Further optimization

Write barrier speed

XLgc write barriers doesn't contain conditional operators, but allocates a structure on the heap. If this turns out to be a performance handicap, allocation/deallocation can be replaced with insertion/removal from a linked list of pre-allocated objects. And pre-allocation can be moved from write barrier to mark stage.

Input queue optimization

According to generational hypothesis, figures in the performance chart have the following relations: R <= M << N <= X, where << is in 0.02-0.06 range. XLgc can bank in on this relation, if it manages to coordinate GC runs with stack frames, so that stack smart pointers release the objects they hold between GC runs.

Long-living objects with a deep hierarchy of children are best stored in some global variables, so that assigning/releasing from stack pointers doesn't trigger wide-scale depth recalculations.

Reducing memory usage

As it is now, each active link in a smart pointer costs 40 bytes on 32bit systems: 2x4 in a pointer, and 8x4 in the framework. 8 (4+4) bytes serve weak-reference functionality, and may probably be optimized out by using information from allocator to determine beginnings of source objects.
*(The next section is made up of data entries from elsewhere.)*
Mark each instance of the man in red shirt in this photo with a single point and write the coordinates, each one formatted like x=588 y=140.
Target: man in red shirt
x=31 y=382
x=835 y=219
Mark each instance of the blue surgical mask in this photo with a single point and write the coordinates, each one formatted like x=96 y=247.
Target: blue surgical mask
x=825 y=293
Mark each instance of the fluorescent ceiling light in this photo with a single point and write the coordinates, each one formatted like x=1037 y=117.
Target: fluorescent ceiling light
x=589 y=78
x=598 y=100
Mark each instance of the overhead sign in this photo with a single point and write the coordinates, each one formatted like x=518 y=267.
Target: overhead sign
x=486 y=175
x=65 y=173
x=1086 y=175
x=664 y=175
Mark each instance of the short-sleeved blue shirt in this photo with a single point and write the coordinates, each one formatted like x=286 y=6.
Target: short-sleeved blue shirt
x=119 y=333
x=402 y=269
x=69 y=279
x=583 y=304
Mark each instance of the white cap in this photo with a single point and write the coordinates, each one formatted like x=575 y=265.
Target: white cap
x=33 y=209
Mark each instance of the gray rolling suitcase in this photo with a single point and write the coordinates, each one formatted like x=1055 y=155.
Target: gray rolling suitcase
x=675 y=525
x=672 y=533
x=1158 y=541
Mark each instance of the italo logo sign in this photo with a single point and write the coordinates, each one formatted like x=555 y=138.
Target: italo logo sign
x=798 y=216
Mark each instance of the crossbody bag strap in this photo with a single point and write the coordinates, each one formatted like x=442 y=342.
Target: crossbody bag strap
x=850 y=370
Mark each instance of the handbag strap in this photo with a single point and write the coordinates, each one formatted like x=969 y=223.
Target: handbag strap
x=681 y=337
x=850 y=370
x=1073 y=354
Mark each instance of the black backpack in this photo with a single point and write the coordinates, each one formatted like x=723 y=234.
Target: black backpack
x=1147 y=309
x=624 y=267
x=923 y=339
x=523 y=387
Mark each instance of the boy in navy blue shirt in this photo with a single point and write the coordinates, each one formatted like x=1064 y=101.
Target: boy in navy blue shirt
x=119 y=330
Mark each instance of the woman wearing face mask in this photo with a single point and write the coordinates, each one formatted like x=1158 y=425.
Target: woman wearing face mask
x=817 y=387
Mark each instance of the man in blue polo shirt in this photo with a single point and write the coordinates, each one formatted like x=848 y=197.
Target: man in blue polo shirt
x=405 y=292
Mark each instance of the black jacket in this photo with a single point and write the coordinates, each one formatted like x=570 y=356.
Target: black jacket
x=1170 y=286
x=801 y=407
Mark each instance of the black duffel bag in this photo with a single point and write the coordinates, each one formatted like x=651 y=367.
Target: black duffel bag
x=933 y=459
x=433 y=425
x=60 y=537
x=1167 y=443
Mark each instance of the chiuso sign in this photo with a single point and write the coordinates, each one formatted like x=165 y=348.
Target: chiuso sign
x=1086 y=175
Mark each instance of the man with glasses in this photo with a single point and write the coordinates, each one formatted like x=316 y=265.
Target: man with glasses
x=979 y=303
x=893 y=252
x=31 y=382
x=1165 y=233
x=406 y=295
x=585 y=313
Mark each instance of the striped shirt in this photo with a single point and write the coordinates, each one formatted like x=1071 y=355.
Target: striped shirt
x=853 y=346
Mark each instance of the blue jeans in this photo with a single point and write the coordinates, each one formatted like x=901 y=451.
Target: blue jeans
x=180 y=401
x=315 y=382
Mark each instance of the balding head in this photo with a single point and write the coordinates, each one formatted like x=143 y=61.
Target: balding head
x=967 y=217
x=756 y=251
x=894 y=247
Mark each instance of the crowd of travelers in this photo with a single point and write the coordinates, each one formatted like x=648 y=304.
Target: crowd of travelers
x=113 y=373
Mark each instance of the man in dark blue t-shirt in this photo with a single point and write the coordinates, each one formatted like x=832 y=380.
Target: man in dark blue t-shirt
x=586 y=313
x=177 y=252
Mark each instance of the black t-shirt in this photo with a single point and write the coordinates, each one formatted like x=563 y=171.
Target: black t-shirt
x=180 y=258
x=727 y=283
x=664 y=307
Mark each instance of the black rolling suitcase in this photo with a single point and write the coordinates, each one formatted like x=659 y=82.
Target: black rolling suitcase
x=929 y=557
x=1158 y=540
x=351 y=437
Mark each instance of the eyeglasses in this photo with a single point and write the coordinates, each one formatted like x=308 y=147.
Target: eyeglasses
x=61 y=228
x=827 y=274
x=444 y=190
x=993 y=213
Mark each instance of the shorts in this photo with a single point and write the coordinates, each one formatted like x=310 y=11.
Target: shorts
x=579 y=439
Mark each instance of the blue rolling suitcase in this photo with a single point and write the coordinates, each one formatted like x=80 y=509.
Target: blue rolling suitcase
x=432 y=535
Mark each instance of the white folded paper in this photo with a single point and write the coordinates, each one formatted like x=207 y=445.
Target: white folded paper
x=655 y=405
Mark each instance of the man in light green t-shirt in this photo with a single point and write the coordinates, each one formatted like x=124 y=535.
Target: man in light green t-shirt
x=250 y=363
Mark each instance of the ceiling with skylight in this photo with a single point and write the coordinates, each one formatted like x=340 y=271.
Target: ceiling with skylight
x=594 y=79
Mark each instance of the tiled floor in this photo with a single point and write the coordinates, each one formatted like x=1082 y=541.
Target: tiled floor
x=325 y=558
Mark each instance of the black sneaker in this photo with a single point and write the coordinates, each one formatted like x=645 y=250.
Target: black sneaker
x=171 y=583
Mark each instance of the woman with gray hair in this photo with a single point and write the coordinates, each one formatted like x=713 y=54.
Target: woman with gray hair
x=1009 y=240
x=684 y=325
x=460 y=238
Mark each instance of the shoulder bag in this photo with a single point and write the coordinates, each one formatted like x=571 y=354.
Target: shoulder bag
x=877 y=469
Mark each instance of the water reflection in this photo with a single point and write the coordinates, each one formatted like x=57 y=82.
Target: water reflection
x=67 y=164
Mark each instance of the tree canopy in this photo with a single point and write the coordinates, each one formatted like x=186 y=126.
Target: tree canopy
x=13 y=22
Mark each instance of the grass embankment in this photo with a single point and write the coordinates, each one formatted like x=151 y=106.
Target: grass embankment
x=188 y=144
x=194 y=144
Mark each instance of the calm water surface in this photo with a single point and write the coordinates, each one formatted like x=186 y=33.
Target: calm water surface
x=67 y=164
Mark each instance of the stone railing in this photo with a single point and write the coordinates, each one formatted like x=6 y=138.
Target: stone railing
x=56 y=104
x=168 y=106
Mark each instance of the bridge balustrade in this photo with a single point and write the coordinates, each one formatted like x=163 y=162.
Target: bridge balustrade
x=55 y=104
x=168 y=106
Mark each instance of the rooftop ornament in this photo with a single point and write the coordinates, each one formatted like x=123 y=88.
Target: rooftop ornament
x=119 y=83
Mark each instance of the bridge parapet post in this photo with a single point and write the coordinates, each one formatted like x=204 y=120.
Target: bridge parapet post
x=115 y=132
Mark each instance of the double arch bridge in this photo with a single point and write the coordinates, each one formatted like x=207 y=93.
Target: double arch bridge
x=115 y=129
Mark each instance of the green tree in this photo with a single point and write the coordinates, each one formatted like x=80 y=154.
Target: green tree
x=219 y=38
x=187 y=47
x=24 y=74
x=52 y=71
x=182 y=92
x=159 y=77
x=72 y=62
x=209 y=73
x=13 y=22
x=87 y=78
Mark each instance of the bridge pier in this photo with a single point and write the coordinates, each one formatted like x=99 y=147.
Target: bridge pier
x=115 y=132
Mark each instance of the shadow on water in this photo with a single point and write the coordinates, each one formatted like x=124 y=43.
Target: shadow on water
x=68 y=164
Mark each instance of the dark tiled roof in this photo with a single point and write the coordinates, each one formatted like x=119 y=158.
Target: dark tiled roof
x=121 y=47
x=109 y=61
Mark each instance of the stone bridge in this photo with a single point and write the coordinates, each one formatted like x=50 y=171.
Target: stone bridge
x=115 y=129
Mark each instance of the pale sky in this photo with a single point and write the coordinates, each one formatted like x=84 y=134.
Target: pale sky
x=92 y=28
In addition, if we may assume that all pointers are 4 (or even 8) byte aligned, there will be 6x2 (or even 6x3) unused bits per structure. This space may be used to store type of data, to which the target points. Knowledge of data type opens a possibility of using GC as a primary storage of links between elements of frames/DOM/boxes hierarchies, thus reducing overhead to zero for this types of data.

Comments

The framework is currently implemented at a proof-of-concept level. It correctly handles reference graphs with cycles.

I spent some time trying to wire it up to XPCOM and SpiderMonkey, but with little success. Instead, I used a test with mozilla-like classes and smart pointers.